Saturday, September 6, 2014


"By the pricking of my thumbs, 
Something wicked this way comes."

More than perhaps any other play, Macbeth signals the change in the English monarchy that occured during Shakespeare's career.  It is believed to have been written after the ascension of King James I to the throne, ending the reign of the House of Tudor and ushering the reign of the Scottish House of Stuart.  It is a story of ambition, witchcraft, superstition, and Scottish history.  Today, it continues to fascinate actors and audiences alike, and carries a stigma with it that haunts the theatrical world.

The Plot:

The play opens on three witches, huddling together during a thunderstorm.  The forces of King Duncan of Scotland, led by Macbeth and Banquo, have defeated the armies of the kings of Norway and Ireland.  As Macbeth and Banquo return home, they encounter the witches who prophesy that Macbeth is now Thane of Cawdor and will one day be King of Scotland.  Macbeth scoffs at this idea until a messenger arrives announcing that King Duncan has made Macbeth Thane of Cawdor as a reward for his victory.

Macbeth bears the news to his wife who latches onto the idea of her husband becoming king.  She persuades him to murder Duncan while he stays at their home, questioning his manhood when he initially refuses.  The deed is done and Macbeth is pronounced king.  But his guilt and paranoia plague him and he is forced to commit more murders in order to keep his throne secure.  

My Review (Caution - Spoilers):

I had only a vague idea of Macbeth's plot and was unsure of how it would appeal to me.  I actually enjoyed it quite a bit and think it might just be my favorite of the Shakespeare's tragedies that I have read.

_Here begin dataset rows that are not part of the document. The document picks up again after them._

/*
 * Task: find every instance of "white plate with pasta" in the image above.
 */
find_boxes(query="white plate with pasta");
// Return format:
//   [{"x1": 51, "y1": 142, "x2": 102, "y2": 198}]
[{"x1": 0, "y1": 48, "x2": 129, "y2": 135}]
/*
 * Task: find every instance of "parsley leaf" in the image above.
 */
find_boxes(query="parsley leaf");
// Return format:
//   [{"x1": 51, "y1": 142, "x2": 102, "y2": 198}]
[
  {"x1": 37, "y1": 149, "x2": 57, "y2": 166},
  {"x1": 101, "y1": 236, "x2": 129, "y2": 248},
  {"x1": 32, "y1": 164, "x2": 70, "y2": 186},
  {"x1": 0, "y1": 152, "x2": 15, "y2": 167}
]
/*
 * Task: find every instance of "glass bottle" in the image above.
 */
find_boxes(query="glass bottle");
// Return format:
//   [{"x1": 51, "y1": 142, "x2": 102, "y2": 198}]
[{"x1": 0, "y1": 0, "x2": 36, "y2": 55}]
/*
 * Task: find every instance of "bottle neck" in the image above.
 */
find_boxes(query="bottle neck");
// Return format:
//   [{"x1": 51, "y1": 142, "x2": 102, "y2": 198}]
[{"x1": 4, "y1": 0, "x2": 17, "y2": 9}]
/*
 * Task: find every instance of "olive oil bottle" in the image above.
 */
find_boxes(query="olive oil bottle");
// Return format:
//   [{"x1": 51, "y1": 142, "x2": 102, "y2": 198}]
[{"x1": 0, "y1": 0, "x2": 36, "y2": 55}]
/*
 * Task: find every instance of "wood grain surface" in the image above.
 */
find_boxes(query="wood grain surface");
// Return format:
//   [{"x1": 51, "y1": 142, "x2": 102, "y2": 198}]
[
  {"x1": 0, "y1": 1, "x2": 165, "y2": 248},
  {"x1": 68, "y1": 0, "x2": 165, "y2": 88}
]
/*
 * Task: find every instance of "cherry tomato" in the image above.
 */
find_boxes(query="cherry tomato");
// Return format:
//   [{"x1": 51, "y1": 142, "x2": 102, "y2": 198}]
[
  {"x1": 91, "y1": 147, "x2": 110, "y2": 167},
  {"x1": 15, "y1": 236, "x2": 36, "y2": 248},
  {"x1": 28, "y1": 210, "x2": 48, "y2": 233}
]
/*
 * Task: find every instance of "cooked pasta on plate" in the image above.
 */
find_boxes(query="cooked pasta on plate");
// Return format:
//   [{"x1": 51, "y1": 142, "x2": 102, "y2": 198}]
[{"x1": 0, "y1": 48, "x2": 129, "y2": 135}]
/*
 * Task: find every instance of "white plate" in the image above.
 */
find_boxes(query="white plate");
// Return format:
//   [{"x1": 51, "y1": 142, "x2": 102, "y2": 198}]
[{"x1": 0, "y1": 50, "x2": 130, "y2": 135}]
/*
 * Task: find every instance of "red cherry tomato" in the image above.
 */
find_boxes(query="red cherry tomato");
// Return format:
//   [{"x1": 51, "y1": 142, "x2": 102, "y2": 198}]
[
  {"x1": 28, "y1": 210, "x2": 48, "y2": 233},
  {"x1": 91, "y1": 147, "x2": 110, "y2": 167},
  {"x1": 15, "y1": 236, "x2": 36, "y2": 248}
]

Of all of the Shakespeare plays that I have read, this one probably has the best atmosphere.  King James I was fascinated by the idea of the supernatural and Shakespeare certainly feeds that fascination with this play.  It is full of storms, witches, omens, ghosts, and prophecies.  The image of the three witches casting spells and cooking potions is vivid even on the page.  Over time, this sense of evil foreboding has penetrated even the stage where it is enacted.  Many in the the theatrical world consider the play to be unlucky and refer to it simply as "The Scottish Play" rather than as Macbeth.  As someone who enjoys some darker touches and Gothic stories, I found this atmosphere to be utterly delicious.

The other fascinating aspect of this play are the two lead characters, Macbeth and Lady Macbeth.  While Macbeth has some similarities to Richard III, he lacks the magnetism and pure evilness of that character.  He is a man driven by ambition (as well as insecurity about his own manliness).  He doesn't even think about being king until the idea is suggested to him, but once it is nothing seems more important.  To him, not attaining the crown is worse than murdering his king and guest in cold blood.  As for Lady Macbeth, her very name has become synonymous with the idea of the supreme villainess.  She is also consumed by ambition and suppresses all "feminine" emotions in favor of more brutal, "masculine" ones.  Though it is not seen by the audience,  her smearing of King Duncan's blood on his bodyguards faces is horrifying.  But ambition is never satisfied and as murder after murder is committed, both characters go mad with guilt and are unable to wash the blood from their hands.

Macbeth is perhaps Shakespeare's most unique play.  It's dark atmosphere, ruthless characters, and morality overtones make it stand out.  I really enjoyed it.  And it is also the shortest of the tragedies, so I highly recommend it as a starting point.

The Performance:

Though reading Shakespeare is fun, it is also important to see it performed.  Shakespeare gives few stage directions and this allows each individual give their own interpretation of the characters an their actions.
I watched the 1981 performance starring Jeremy Brett and Piper Laurie.  Though it was very much a "stage" setting compared to the other plays I've watched, it was still good.  I love Jeremy Brett's acting and he was wonderful here as well.  Worth a watch, though I really can't wait for the new version with Michael Fassbender to come out!
Do you have a favorite performance of this play?  Share it with us in the comments.         

1 comment:

Hannah said...

I'm re-reading this play at the moment! :) Although I wouldn't say that it's my absolute favourite of Shakespeare's tragedies I still really love it. Like you I adore gothic-ness! And thanks for the tip-off about the Jeremy Brett production! I'll be sure to check that out. I love Jeremy and it will give me something to watch while I wait for the Michael Fassbender-Marion Cotillard version!